Крови в Серафиме оказалось мало; всю кровь Муся слила в воду; вода нехотя забурела, превращаясь в мутный бульон. Разделывать тушку Муся не умела, поэтому накромсала кота кое-как, без разбора, постанывая от ужаса. Мясо сварила, но не все, большую часть заложила в приоконный холод, решив сберечь на потом. Серафима Анечка ела несколько дней, Муся даже удивилась, ведь тщедушный был кот, одни кости, а как надолго хватило! Кормя Анечку, Муся разжевывала мясо в кашицу и сплевывала в ложку. Главным чувством Муси было сожаление о том, что так поздно расправилась с котом и позволила ему исхудать. Анечка будто бы оттаяла, зашевелилась, стала о чем-то спрашивать; черные ее подглазья немного смягчились, посветлели, впалые щеки стали теплее. Муся испытала невероятное облегчение; она подумала, что спасла дочку, успела, оттащила от края, прикрыла, уберегла.

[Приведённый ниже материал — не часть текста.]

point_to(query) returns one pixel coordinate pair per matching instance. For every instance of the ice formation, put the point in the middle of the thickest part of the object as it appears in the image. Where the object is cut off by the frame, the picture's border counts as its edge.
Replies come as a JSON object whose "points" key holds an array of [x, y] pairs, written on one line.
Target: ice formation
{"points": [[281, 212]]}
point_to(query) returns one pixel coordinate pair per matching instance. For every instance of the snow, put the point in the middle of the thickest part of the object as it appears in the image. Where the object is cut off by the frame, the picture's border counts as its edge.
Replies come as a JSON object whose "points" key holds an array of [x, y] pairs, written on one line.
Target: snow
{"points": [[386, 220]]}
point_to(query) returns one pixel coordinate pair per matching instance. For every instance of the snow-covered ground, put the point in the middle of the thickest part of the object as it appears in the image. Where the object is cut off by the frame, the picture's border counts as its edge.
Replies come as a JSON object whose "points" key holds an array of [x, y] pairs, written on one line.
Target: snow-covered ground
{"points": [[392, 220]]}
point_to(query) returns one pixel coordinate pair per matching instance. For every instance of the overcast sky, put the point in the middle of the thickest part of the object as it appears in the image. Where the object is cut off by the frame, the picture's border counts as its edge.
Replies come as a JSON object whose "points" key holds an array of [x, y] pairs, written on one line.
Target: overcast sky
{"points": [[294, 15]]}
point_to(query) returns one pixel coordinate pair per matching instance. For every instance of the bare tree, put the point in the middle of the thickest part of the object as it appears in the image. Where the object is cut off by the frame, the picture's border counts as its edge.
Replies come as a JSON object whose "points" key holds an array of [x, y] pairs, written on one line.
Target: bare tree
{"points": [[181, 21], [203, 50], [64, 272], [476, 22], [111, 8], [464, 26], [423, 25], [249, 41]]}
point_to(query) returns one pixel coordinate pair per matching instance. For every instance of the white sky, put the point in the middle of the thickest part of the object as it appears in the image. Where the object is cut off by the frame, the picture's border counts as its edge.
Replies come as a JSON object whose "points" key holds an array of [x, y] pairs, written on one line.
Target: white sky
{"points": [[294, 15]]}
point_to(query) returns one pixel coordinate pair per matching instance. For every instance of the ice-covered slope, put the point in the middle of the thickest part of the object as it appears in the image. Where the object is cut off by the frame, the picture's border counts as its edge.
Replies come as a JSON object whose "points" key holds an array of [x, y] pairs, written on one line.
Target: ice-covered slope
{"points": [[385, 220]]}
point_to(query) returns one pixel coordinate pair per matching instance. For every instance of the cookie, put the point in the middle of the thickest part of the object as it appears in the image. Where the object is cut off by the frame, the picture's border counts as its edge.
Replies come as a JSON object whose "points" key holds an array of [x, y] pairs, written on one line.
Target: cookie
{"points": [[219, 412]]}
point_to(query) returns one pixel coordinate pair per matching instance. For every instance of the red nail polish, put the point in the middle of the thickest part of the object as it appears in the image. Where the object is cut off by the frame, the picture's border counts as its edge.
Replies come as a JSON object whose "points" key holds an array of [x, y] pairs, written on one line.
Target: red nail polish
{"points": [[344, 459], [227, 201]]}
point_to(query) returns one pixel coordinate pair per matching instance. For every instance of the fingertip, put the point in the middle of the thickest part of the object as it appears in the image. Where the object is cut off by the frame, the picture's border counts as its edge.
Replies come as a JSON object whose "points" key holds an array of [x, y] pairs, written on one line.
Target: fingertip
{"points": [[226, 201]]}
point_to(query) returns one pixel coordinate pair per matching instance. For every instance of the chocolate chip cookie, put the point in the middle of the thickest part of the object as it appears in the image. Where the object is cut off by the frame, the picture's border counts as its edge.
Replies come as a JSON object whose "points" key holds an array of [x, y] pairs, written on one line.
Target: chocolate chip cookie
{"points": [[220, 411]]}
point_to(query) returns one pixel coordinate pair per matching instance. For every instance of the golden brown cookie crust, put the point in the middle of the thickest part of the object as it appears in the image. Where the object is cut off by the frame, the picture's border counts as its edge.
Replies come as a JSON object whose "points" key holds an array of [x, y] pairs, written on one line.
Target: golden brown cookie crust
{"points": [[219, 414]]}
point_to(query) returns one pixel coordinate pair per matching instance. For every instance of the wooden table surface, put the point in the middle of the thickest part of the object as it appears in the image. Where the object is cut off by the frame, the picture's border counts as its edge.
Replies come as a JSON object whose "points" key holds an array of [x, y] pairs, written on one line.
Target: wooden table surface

Семнадцатого января сорок второго года Анечка умерла. Муся двое суток просидела у кровати. Она смотрела на дочку и думала, что Анечка будто бы спит, и Мусе не хотелось ее будить, и не было сил собрать Анечку в последний путь – на любимых санках, по Литейному, куда-то туда, куда отвозили умерших еще живые и еще ходячие.

Зима отступала. Муся не отмечала течения времени, но вдруг снег стал стремительно таять, уходить из города с позором, как проигравшая армия, разом из всех щелей, наутек. В один из дней Муся вышла из дому и захлебнулась солнцем. Шедший мимо мужчина тихо сказал: «Весна. Наконец-то. А вы видели, матушка, на деревьях-то почки! Нет-нет-нет, вы не поверите – почки!» Муся завернула за угол, прошла через мост, мимо цирка, на бульвар. Деревья были покрыты нежным кружевом почек. Муся отломила одну – почка было немного горькой, но такой поразительно живой! На обратном пути Муся попала под бомбежку. Взрыв случился совсем близко; Муся упала под водосток, из ушей ее текла кровь, из водостока текла талая вода, вокруг стояла бессовестно запоздалая весна сорок второго, а в кармане пальто был свернутый платок с горстью липких почек.


Летом сорок третьего прошелестел слух о том, что в городе появились коты. Что вроде бы пришли из глубинной России вагоны с мяукающими крысоловами, что где-то на товарных станциях выстроились очереди за котами, а может, и не выстроились вовсе, и котов просто так выпускают на волю… Слухи слухами, однако к зиме сорок четвертого котятами стали там и сям приторговывать; на рынке за котенка приходилось отдавать состояние – пятьсот рублей, такая вот установилась цена. Дорого, очень дорого, но пусть дорого, пусть немыслимо дорого, зато за пазухой пищит теплый мохнатый комочек, крошечная кошачья детка – и это в городе, где к сорок четвертому году живой ребенок был чудом!